Jeder Häftling hat im Zimmer eine eigene Toilette, Bett, Schreibtisch, Kühlschrank, Fernseher, einen Signalalarmknopf wie im Krankenhaus und einen elektrischen Zigarettenanzünder an der Wand. Auf den Zimmern ist Rauchen erlaubt, offenes Feuer nicht. Es gibt Gemeinschaftsduschen auf jeder Etage, einen Freizeitraum mit Sportgeräten und Tischfußball sowie einen Gemeinschaftsraum mit Küchenzeile. Der Innenhof hat einen Bolzplatz sowie Bänke und Sportgeräte – umgeben von einem hohen Zaun, gesichert mit Stacheldraht.

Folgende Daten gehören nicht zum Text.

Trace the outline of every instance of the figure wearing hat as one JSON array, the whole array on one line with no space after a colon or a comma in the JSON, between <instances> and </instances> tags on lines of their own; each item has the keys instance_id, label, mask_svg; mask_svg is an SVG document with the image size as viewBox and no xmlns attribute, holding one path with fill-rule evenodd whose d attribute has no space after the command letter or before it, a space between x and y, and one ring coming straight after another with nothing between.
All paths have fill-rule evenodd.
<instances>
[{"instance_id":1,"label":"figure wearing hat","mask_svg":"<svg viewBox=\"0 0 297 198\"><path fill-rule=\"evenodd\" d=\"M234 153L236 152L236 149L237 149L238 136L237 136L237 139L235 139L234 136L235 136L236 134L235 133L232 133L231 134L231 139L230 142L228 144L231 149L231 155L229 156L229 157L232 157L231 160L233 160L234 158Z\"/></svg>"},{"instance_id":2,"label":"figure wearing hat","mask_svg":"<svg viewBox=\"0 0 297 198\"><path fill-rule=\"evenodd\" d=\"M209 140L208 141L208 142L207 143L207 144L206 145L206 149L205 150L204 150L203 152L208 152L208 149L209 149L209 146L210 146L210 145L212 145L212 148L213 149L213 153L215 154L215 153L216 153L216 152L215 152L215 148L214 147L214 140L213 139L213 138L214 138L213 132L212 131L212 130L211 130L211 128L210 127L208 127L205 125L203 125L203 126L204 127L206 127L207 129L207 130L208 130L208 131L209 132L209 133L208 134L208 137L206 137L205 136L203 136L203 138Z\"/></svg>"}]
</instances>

Wer von einem Richter hierher geschickt wird, kommt durch zwei große Tore, wird registriert und einem Medizincheck unterzogen. Was er nicht mit aufs Zimmer nehmen will, wird im Keller gelagert. Dort gibt es Fächer für Wertgegenstände. „Das läuft hier nicht wie in einer Justizvollzugsanstalt“, sagte Kasper. Abschiebehaft ist von Strafhaft zu trennen. So dürfen sich die Insassen tagsüber in den Räumen frei bewegen, eigene Kleidung tragen sowie Handy und Internet nutzen.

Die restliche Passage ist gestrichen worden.